Local News

Raleigh Authorities Look At Ways To Reunite Families With Runaways

Posted February 5, 2003

— Last year, officials say there were more than 7,000 runaways reported in North Carolina. It is a huge problem for police who have to put many man-hours into tracking down kids who do not want to be found, but it is also a desperate situation for families who want to get their kids off the street and home alive.

George Zachmann has wonderful memories of his 15-year-old daughter Ashley, but what he really wants is to have her home again.

"It's a rollercoaster. From one minute to the next, I don't know if she's alive," he said.

Two weeks ago, Ashley ran away from her parents' Raleigh apartment. She has left home more than a dozen times.

"I walk through every day (and) think I've done something wrong," Zachmann said.

Authorities say Ashley has been spotted in a neighborhood off of New Bern Avenue. George Zachmann made fliers and handed them out, hoping someone will see her and call police.

"It's a priority. We don't want underaged kids out on the streets by themselves," said Detective Barbara Cojocar, of the Raleigh Police Department.

Cojocar said parents should not blame themselves, but they should report the runaway to police and help investigators learn as much as they can about the child's background, friends and hangouts.

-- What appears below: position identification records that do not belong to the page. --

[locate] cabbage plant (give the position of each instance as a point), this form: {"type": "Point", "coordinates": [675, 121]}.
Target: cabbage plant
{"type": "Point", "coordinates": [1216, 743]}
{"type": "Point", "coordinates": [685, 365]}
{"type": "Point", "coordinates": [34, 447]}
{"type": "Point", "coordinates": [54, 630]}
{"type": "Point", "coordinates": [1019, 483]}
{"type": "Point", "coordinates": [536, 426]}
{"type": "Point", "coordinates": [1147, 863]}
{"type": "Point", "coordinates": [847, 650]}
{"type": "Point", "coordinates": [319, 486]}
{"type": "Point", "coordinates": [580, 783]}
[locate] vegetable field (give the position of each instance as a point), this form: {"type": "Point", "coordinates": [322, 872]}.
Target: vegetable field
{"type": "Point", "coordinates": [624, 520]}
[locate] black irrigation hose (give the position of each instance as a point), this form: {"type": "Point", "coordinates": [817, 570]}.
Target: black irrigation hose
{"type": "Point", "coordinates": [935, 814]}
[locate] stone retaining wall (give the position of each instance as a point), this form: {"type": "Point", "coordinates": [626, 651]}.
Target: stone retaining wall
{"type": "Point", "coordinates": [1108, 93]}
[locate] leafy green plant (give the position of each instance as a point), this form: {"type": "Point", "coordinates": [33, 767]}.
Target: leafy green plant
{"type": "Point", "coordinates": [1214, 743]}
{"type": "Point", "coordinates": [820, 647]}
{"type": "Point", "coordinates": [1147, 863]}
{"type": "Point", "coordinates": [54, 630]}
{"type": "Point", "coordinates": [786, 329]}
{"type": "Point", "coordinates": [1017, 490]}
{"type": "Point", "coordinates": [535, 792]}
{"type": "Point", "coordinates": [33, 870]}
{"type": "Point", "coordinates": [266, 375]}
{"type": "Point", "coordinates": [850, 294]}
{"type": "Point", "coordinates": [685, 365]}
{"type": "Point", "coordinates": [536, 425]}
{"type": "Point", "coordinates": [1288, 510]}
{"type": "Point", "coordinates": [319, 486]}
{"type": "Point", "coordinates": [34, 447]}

"Find out why they are running away so we can help solve the problem. Not just bring them home and that's the end of it. Go beyond that, find out why they're running away," she said.

In Ashley's case, her father claims she is addicted to drugs.

"I love her. I miss her. I pray that nothing happens to her. I want her home," Zachmann said.

Of the more than 7,000 runaways in North Carolina last year, more than 6,000 were found. Officials say many kids come home on their own. Police say the key is to follow up with counseling or programs that get to the root of the problem.